Qumulo Drives Hybrid Cloud Storage
Storage specialist Qumulo has launched Scale Anywhere, an updated hybrid cloud storage service designed to shake up the storage market by introducing a much cheaper way to store file-based data in the cloud.
Scale Anywhere includes Azure Native Qumulo (ANQ), a file-based cloud storage launched in April with Microsoft Azure. New additions to ANQ include Global Namespace (Q-GNS), a unified data plane for an organization’s entire unstructured data, from edge to core and cloud. Qumulo believes that Q-GNS can access remote data as if it were local for all workflows. It includes a set of data services (multi-protocol access, enterprise security integrations, snapshots, quotas, replications, etc.) across geographically distributed systems—edge, core, or cloud.
Qumulo is looking to break down the barriers between file storage and unstructured data storage, which have traditionally had different models. Most cloud services target object-based storage and unstructured data. File-based storage is tied to many traditional enterprise apps, which are still largely hosted on on-premises infrastructure.
Qumulo has been targeting high-volume businesses such as video editing for media and entertainment; subsurface modeling for oil and gas; healthcare imaging; and genomic sequencing.
Taking Out Storage Tradeoffs
Qumulo’s Scale Anywhere is a classic disruption play, which the company is using to attack a multibillion-dollar market dominated by a few dominant players, which the company says includes Dell and NetApp.
There are two paths to the disruption: First, Qumulo thinks it has the first product that enables enterprises to manage both structured data and file-based data across hybrid infrastructure, whether it's on-premises or cloud. Second, it believe that its storage pricing, including cloud storage for file, will be as much as 70%-80% below the industry norm.
The economy of the storage is key, because it is the year of optimizations, and enterprises worldwide are going over their cloud bills with a fine-toothed comb. This is driving them to look for more economical cloud-based services as well as ways to implement hybrid infrastructure.
Qumulo says its cloud pricing will come in near $40 per terabyte per month, which could be at least 70% below typical pricing for cloud storage, which can be $140/terabyte. But the company says there are other ways it will cost less. It also enables companies to avoid data egress and transaction fees, which can add to the bill. Qumulo allows customers to run its services on commodity hardware or in the public cloud of their choice.
“We aren't charging transactional fees, which other cloud services are,” said Ryan Farris, VP of products with Qumulo, in an interview with Futuriom. “We are only charging for data at rest. These are unbeatable economics.”
One of the ways that ANQ offers better economics is that it allows customers to pay for a lower base rate of storage, and then pay for cloud storage access only during high-volume transaction periods. This is common, for example, in the financial services industry when professionals are reading and writing files during business hours.
“Customers can buy the base and rent the peak - bursting to the cloud sounds good but you need underlying technology,” said Farris.
Virtualizing Storage for Hybrid Infra
The economics are one part of the picture. The other part is Qumulo’s vision for managing data in a hybrid world.
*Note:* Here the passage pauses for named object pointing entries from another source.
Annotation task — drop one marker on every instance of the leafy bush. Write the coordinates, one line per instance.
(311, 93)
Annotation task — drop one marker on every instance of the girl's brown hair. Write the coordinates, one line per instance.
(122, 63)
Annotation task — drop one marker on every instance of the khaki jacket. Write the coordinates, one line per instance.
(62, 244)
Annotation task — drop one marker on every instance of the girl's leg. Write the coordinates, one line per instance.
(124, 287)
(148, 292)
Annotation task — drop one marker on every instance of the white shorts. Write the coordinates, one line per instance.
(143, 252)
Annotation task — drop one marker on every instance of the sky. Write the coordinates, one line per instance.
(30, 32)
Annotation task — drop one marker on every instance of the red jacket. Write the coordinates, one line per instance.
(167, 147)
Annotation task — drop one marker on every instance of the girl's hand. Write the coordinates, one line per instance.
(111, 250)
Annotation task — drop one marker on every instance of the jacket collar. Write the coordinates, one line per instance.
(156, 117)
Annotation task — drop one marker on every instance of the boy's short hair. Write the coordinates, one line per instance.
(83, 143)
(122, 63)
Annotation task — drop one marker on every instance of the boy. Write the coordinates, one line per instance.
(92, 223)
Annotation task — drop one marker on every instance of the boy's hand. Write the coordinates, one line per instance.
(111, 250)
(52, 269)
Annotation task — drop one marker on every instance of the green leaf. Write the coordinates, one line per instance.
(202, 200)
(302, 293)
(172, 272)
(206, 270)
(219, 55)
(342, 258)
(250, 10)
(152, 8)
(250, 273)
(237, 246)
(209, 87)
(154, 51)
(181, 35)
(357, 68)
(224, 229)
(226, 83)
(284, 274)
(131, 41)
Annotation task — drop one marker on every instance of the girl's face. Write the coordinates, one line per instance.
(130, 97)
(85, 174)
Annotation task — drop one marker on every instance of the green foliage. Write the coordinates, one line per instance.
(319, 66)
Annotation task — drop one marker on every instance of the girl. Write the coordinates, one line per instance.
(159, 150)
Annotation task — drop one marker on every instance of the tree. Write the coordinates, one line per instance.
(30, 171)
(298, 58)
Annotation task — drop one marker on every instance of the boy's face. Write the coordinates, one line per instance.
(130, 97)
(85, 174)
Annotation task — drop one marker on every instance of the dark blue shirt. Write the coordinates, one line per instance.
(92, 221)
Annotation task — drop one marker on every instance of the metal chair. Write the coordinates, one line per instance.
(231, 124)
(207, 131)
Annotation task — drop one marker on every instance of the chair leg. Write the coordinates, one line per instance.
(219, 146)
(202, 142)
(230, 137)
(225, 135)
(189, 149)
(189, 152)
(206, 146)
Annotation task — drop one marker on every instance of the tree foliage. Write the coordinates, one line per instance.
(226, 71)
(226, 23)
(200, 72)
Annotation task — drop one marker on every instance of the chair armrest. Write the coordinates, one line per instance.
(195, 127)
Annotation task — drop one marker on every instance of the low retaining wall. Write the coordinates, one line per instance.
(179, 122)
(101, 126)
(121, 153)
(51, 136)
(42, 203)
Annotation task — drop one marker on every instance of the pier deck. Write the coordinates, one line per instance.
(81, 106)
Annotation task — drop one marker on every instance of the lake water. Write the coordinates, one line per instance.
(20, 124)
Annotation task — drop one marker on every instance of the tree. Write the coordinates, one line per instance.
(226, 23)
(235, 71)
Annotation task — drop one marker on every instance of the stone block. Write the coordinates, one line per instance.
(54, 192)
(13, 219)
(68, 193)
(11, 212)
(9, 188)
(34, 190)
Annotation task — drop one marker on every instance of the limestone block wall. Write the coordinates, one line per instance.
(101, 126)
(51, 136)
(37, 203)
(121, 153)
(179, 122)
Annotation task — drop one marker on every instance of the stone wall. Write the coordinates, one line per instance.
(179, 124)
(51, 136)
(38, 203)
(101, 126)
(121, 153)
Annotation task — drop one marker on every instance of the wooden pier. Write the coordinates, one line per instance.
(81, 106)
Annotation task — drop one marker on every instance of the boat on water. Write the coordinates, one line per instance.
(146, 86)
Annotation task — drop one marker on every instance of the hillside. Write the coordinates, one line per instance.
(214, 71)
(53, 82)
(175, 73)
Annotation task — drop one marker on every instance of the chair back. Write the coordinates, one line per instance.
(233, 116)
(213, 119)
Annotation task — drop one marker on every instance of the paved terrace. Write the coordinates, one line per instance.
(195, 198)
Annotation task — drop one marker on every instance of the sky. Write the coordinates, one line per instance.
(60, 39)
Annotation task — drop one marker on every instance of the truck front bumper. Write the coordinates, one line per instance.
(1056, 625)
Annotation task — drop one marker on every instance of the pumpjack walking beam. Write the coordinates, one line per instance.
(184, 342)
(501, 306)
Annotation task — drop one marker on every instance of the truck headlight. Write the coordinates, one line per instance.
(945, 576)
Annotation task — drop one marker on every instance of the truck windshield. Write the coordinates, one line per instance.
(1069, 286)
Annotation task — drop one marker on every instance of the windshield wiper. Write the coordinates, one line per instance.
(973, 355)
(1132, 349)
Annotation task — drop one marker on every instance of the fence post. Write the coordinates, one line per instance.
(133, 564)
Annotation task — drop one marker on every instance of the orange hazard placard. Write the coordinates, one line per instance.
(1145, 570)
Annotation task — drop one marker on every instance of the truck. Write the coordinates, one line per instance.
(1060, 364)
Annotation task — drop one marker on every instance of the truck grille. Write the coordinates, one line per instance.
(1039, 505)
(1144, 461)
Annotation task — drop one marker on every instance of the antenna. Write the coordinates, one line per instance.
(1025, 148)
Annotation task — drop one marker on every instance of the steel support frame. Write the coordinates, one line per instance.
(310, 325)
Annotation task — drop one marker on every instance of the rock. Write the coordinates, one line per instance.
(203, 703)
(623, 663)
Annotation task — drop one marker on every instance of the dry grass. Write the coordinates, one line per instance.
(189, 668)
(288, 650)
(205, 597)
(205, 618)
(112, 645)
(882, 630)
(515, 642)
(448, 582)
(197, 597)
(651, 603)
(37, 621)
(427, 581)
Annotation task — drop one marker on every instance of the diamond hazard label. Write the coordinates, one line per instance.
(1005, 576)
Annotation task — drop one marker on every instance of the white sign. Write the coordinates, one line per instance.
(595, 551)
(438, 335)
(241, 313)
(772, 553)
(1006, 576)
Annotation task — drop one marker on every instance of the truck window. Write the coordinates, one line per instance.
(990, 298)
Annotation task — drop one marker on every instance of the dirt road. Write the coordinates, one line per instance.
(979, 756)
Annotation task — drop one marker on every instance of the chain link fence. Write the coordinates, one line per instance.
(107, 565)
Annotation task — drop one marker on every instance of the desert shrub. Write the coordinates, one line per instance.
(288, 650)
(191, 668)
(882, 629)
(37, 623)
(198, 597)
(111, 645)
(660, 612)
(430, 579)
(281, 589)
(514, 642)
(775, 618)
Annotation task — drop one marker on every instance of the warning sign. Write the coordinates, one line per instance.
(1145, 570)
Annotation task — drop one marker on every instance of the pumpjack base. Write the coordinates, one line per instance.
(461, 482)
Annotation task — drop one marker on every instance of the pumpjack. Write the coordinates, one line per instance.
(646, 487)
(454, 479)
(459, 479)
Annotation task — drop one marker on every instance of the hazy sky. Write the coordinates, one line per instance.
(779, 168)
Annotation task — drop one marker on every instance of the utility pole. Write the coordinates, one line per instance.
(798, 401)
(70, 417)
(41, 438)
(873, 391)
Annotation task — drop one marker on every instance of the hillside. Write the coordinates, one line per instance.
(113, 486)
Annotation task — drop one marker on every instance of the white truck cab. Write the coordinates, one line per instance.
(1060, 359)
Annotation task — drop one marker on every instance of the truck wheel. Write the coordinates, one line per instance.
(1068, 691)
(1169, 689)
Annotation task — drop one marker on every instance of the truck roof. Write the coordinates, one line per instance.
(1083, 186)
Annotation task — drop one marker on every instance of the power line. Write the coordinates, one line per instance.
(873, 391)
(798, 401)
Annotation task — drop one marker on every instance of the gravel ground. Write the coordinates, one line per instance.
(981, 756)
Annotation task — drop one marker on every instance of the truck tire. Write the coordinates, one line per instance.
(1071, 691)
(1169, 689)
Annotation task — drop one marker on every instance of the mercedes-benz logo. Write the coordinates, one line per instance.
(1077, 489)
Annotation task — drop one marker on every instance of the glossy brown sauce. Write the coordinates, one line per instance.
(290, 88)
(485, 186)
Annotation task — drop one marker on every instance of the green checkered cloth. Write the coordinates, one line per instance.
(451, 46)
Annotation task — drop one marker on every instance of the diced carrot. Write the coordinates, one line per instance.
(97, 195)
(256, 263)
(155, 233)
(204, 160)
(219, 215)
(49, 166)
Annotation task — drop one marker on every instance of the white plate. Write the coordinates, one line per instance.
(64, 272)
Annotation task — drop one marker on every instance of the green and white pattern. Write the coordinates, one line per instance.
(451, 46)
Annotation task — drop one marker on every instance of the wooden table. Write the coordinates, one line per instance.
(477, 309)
Q-GNS uses a data virtualization approach, which enables enterprises to access remote data as if it were local for all their workflows. This “control plane” approach creates a sort of hybrid storage area network.
This is important for new cloud trends. As you can see, our recent survey of 125 IT professionals indicated that 58% are favoring hybrid deployment models.
Qumulo has built a strong customer base in verticals that need economical and scalable storage. This include the aforementioned financial services area, media and entertainment, and healthcare.
In one example, healthcare companies struggle with the cost and headache of storage for medical imaging. One of Qumulo’s customers, Dayton’s Children’s Hospital, embraced the new approach, according to the company’s statement.